I ran cross-country and track in college. When I moved to Madison after college for work, there was a competitive void in my life. I spent a year lifting weights and running intermittently. With bad knees from running over 80 miles per week in high school and college for many years, I was not able to log the cumulative mileage to be competitive in long-distance running.

My cousin has been an active member at a box in New York. I had tried one or two CrossFit classes, per his recommendation, a few years ago, but I was still holding onto the idea of still being a competitive runner at that point. Fast forward to one year after moving to Madison and after an aside about CrossFit in a call with my dad, I walked into Recursive.

Aaron Troyer greeted me, with those silly tights and that goofy smile. He asked me what I wanted out of Crossfit. I told him I wanted to be challenged. After a few classes, I was hooked. The workouts are challenging and the community is welcoming. My body may hurt, but my mind wants to keep showing up–because of the community.
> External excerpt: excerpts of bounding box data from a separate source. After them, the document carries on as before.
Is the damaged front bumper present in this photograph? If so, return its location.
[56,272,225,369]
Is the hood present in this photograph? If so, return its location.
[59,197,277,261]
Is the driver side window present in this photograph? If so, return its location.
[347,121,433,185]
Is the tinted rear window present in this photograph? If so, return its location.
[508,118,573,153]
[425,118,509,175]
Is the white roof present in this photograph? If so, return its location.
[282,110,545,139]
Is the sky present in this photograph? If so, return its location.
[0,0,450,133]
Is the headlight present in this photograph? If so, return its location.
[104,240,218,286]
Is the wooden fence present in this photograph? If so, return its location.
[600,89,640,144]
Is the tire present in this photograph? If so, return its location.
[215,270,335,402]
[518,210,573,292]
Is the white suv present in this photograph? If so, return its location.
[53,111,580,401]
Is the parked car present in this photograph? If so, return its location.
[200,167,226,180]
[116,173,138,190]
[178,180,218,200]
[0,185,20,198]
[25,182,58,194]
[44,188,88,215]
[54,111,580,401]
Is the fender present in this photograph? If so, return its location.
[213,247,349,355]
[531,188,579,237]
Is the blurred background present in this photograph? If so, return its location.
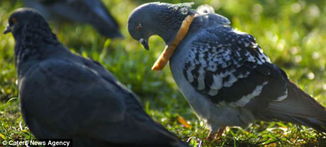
[0,0,326,146]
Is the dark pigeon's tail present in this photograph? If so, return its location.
[266,82,326,132]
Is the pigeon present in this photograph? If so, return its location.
[128,2,326,139]
[24,0,123,38]
[4,8,187,147]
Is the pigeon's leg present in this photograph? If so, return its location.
[206,126,226,141]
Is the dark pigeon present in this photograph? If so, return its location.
[128,2,326,137]
[4,9,187,147]
[24,0,123,38]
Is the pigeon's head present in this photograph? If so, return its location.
[3,8,49,38]
[128,2,194,49]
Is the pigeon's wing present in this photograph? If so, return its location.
[20,59,178,144]
[183,25,287,108]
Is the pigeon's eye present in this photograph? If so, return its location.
[9,17,17,26]
[136,23,143,31]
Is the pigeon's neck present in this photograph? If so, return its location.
[13,26,61,74]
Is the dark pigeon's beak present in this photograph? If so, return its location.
[139,38,149,50]
[3,25,12,34]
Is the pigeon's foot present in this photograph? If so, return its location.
[206,127,226,141]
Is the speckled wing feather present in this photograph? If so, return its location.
[183,26,287,109]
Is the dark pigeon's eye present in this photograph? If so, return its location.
[136,23,143,31]
[9,17,17,26]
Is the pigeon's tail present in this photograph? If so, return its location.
[265,82,326,132]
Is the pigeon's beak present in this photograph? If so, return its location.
[139,38,149,50]
[3,25,12,34]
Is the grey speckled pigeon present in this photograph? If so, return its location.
[128,3,326,138]
[4,9,187,147]
[24,0,123,38]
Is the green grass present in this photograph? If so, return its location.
[0,0,326,146]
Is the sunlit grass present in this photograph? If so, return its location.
[0,0,326,146]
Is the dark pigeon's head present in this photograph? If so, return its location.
[128,2,194,49]
[3,8,50,39]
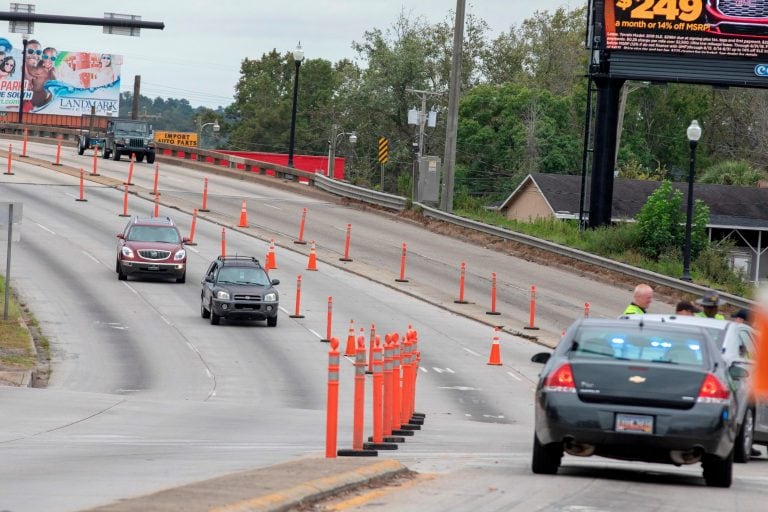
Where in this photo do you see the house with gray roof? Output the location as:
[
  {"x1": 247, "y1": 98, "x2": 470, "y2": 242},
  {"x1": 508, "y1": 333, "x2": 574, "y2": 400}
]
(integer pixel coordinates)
[{"x1": 498, "y1": 173, "x2": 768, "y2": 282}]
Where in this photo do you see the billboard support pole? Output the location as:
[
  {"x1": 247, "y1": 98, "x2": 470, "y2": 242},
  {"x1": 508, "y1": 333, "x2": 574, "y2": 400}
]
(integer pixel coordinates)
[{"x1": 589, "y1": 76, "x2": 624, "y2": 229}]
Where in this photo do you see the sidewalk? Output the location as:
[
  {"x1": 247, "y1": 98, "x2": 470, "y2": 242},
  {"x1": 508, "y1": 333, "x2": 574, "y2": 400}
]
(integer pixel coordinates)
[{"x1": 86, "y1": 457, "x2": 410, "y2": 512}]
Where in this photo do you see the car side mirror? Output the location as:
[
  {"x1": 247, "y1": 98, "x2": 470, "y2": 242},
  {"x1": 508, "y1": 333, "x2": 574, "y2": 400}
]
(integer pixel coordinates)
[{"x1": 728, "y1": 364, "x2": 749, "y2": 380}]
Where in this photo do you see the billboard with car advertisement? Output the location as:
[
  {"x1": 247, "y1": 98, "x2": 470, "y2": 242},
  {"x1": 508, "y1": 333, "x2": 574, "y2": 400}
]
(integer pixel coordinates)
[
  {"x1": 605, "y1": 0, "x2": 768, "y2": 57},
  {"x1": 0, "y1": 38, "x2": 122, "y2": 116}
]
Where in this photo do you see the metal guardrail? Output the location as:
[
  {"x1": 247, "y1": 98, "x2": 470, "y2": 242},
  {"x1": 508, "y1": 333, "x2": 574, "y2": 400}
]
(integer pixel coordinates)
[{"x1": 0, "y1": 123, "x2": 755, "y2": 308}]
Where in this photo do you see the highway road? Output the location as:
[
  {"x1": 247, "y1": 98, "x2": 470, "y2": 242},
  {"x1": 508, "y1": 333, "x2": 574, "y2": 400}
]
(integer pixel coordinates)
[{"x1": 0, "y1": 140, "x2": 768, "y2": 512}]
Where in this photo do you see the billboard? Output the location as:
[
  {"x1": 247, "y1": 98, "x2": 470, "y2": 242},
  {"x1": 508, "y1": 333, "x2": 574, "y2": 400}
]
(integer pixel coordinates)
[
  {"x1": 604, "y1": 0, "x2": 768, "y2": 58},
  {"x1": 0, "y1": 38, "x2": 123, "y2": 116},
  {"x1": 155, "y1": 130, "x2": 197, "y2": 148}
]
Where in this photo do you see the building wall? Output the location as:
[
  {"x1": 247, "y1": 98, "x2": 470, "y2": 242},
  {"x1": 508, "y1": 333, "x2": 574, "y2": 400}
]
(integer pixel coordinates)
[{"x1": 504, "y1": 182, "x2": 554, "y2": 222}]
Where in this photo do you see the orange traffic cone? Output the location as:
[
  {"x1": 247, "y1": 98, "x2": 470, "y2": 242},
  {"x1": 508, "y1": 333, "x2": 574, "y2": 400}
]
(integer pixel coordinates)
[
  {"x1": 267, "y1": 238, "x2": 277, "y2": 270},
  {"x1": 344, "y1": 320, "x2": 357, "y2": 357},
  {"x1": 488, "y1": 327, "x2": 501, "y2": 366},
  {"x1": 237, "y1": 199, "x2": 248, "y2": 228},
  {"x1": 307, "y1": 240, "x2": 317, "y2": 270}
]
Outside of the community, it’s the coaches. It is not about how much we lift, or how many reps we get. It is about pushing ourselves and our minds to the limits, letting the coaches guide us to a point where we do something we didn’t think we could do 15 minutes ago (when the WOD started). That’s special.

It is also how unassuming Recursive is. The programming and movements are deliberate and thought-out; the community is not a group of weightlifters, but a group of humans that want to push themselves. It let’s you walk into the box with a clear mind with a shared goal, instead of walking into a room of muscled strangers who you are unsure of. That’s something that is easy to take for granted.

Alex Kropp and I have worked through a couple of memorable Saturday Partner WODs together. My biggest accomplishment, though, was completing the 9/11 workout this past year. Running in the dark at 5:30 am in the chilly Madison fall weather and working through the WOD without music was incredibly difficult.